Wild hedgehogs do a lot of exercises. To mimic this in captive-bred hedgehogs, you will need to provide cardboard tunnels where there can walk and explore. In addition, it is absolutely essential to providing an exercise wheel for hedgehogs. Any model suitable for ferrets should be enough, just make sure it is large enough so that the back of your hedgehog does not curl into a “U” shape when it is running inside.

In addition, it is recommended that from time to time you release it in a room so that your hedgehog can stretch his legs and pry as much as he wants. Yes, secure your dog or cat before releasing your hedgehog. These moments of freedom are ideal for you to play your pet, to interact and to get to know each other. Even if your hedgehog is somewhat fearful and distrustful at first, with a little interaction with him you will see how he follows you at home and asks you to play.

During the night it is recommended that you leave toys for it to play.

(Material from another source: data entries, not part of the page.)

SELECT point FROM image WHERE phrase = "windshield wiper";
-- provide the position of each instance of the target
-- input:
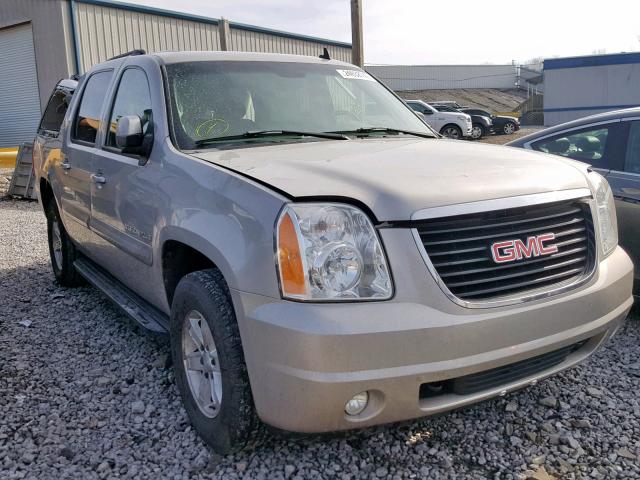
(364, 131)
(272, 133)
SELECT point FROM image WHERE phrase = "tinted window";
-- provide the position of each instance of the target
(589, 145)
(55, 111)
(133, 98)
(88, 119)
(445, 108)
(632, 159)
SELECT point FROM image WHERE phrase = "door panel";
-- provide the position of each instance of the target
(626, 190)
(123, 211)
(120, 212)
(76, 157)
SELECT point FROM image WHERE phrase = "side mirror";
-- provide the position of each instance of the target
(129, 134)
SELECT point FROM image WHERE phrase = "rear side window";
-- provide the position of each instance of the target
(55, 111)
(632, 159)
(588, 145)
(87, 122)
(133, 98)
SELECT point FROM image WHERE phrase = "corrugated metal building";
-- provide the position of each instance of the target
(42, 41)
(576, 87)
(434, 77)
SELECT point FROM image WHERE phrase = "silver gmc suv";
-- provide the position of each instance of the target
(319, 259)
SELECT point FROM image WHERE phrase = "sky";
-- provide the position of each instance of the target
(423, 32)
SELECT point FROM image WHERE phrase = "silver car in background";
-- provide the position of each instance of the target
(610, 143)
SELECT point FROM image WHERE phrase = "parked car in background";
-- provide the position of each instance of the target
(449, 103)
(610, 143)
(481, 124)
(455, 125)
(501, 124)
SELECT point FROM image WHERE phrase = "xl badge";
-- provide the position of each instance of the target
(512, 250)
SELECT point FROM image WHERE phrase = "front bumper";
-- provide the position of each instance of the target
(305, 361)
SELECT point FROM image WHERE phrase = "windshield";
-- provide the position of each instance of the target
(215, 100)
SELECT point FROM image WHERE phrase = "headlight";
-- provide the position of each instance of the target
(330, 252)
(606, 212)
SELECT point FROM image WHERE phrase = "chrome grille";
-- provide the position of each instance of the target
(459, 249)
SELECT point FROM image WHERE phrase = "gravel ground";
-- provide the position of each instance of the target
(85, 394)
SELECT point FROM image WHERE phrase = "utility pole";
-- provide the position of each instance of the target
(224, 33)
(357, 49)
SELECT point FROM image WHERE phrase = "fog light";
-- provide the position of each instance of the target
(357, 404)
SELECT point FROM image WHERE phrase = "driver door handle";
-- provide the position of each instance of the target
(99, 179)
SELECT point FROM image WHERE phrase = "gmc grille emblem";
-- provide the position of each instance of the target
(512, 250)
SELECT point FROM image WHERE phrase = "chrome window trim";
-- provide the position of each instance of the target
(497, 204)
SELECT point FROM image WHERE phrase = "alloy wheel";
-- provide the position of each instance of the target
(201, 364)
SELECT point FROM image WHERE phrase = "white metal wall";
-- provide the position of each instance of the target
(105, 32)
(434, 77)
(19, 95)
(251, 41)
(572, 93)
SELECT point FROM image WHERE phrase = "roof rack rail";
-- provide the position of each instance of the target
(138, 51)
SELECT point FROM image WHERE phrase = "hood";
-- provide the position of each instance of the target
(396, 177)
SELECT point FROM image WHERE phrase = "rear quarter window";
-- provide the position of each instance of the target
(87, 121)
(55, 111)
(589, 145)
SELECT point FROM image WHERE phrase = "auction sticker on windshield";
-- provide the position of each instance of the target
(355, 75)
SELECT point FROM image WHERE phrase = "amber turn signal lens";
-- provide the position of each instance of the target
(290, 260)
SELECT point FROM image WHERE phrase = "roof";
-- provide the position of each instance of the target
(592, 61)
(214, 21)
(199, 56)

The most common are toys for cats, such as balls, but the interest shown by your hedgehog for one type of toy or another depends on their personality.

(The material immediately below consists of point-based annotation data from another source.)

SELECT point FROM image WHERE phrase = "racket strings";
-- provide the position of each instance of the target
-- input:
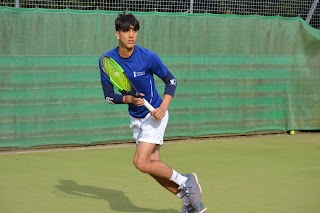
(116, 75)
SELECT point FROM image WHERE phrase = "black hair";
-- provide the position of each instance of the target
(125, 20)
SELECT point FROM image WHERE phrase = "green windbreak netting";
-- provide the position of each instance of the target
(235, 74)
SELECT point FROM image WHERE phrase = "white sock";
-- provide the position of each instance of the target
(177, 178)
(184, 197)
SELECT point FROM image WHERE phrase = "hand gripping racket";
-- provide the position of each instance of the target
(119, 79)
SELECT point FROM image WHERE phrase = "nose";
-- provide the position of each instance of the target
(131, 33)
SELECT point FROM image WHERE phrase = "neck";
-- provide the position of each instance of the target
(125, 52)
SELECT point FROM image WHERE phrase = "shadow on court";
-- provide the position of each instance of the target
(117, 200)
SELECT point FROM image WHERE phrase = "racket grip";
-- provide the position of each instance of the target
(148, 105)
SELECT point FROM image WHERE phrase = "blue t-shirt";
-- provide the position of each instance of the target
(140, 68)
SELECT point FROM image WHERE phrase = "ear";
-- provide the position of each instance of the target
(117, 35)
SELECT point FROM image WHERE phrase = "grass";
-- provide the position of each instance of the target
(273, 173)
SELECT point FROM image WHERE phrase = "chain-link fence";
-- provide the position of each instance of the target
(308, 10)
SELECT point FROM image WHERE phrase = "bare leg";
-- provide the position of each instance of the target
(147, 160)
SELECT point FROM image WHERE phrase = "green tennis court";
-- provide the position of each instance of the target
(273, 173)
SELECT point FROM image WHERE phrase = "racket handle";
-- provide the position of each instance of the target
(148, 105)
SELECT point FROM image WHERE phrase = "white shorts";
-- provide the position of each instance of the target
(149, 129)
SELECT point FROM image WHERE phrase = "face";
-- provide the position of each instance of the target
(127, 39)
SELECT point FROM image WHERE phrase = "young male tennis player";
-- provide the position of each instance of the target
(141, 65)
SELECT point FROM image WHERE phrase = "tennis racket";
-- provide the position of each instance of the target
(119, 79)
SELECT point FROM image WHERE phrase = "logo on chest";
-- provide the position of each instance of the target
(137, 74)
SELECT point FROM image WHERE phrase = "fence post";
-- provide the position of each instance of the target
(191, 6)
(17, 4)
(311, 11)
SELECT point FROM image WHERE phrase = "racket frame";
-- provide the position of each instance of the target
(137, 94)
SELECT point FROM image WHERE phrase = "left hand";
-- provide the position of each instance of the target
(158, 113)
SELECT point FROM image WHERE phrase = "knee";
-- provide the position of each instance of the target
(140, 165)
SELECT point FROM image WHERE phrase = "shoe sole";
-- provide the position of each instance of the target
(196, 177)
(203, 210)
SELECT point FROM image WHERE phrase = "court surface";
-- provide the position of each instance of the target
(277, 173)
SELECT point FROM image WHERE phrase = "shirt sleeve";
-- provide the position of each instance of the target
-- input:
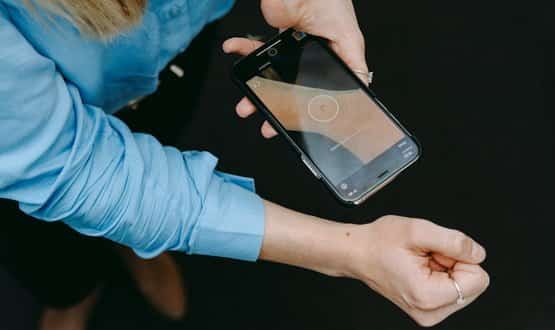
(64, 160)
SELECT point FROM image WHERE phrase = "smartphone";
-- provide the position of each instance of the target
(342, 132)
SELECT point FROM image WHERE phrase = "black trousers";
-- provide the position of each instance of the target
(58, 265)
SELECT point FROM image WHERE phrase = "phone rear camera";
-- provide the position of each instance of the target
(272, 52)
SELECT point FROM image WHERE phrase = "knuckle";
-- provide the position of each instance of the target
(425, 320)
(460, 242)
(419, 298)
(485, 279)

Diseases that urchins can suffer

Keeping your hedgehog in good hygienic conditions and providing a balanced diet can help them stay healthy. However, they are prone to certain health problems, such as:

  • Respiratory diseases: The delicate lungs of a hedgehog are easily damaged by ammonia. If their cage bed becomes too dirty, the high levels of ammonia in the droppings will predispose them to pneumonia. Some of the symptoms of your hedgehog suffering from pneumonia are rapid breathing, lack of appetite and staying in one place.
  • Intestinal obstructions: Hedgehogs, like any pet, can eat things that should not. This causes that on many occasions they suffer from intestinal obstructions. Generally, the most common symptoms are lack of appetite and extreme discomfort. However, unfortunately, the symptoms depend completely on what your hedgehog ate, so there is no exact formula to be able to detect it.
  • Swelling of the belly: Certain vegetables, such as those of the cabbage family, encourage the formation of gas in the intestine, which causes your hedgehog to inflate. Some hedgehogs are “deflated” on their own, others need veterinary help.
  • Wobbling hedgehog syndrome: This syndrome causes the nervous system of your hedgehog to degenerate and affects its balance. It is believed to be genetic and affects about 10% of domesticated urchins. There is no known cure.

To finish, it is necessary that you assume that a hedgehog is a commitment for the next five years. Before obtaining a hedgehog, make sure that this is a challenge for which you are prepared and that you can meet the needs of your prickly friend for years to come. Only then your hedgehog can have a happy home and lead the healthy life it deserves.